The problem isn’t the faith of believers like Drew Brees. It’s the media assumption that every person of faith adheres to a highly traditional version of Christianity.
“God is great.”
Such comments have become commonplace on American television, where athletes routinely thank God in postgame prayers and interviews.
Is this a problem? I think it is. And to see why, try to imagine if Brees had made a slightly different statement: “Allah is great.”
While some of us might not see anything wrong with that, would network television announcers have applauded Brees as a “man of faith,” as he is frequently called?
Would newspapers have published glowing profiles of the other devout members of the Saints, who played up their religious belief during the buildup to the Super Bowl – and thanked God after it?
You already know the answer.
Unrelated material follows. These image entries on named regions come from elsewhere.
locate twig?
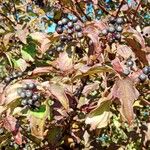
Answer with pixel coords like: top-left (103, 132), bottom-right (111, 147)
top-left (115, 0), bottom-right (125, 18)
top-left (75, 0), bottom-right (89, 21)
top-left (132, 0), bottom-right (142, 22)
top-left (12, 0), bottom-right (18, 22)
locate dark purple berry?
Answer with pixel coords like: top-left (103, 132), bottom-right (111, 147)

The problem here isn’t the players’ “faith”. It’s the not-so-subtle assumption that every person of faith adheres to the Christian faith – and to a highly traditional version of it, at that.
They don’t, of course. But that’s the impression you’d get from watching religious rituals at American sporting events, which inevitably assume a conservative Christian cast.
Why? The answer lies in the peculiar history of these rituals, which are much more recent than you might guess. For over a century, to be sure, Americans have promoted team sports as vehicles for Christian virtue and character. But loud, demonstrative prayers at athletic events didn’t start until the 1960s and ’70s, when Christianity faced new challenges from minority faiths.
Most notably, the Supreme Court barred group prayer and Bible reading from the public schools. So conservative Christians devised new ways to bootleg prayers – Christian prayers, of course – into the schools.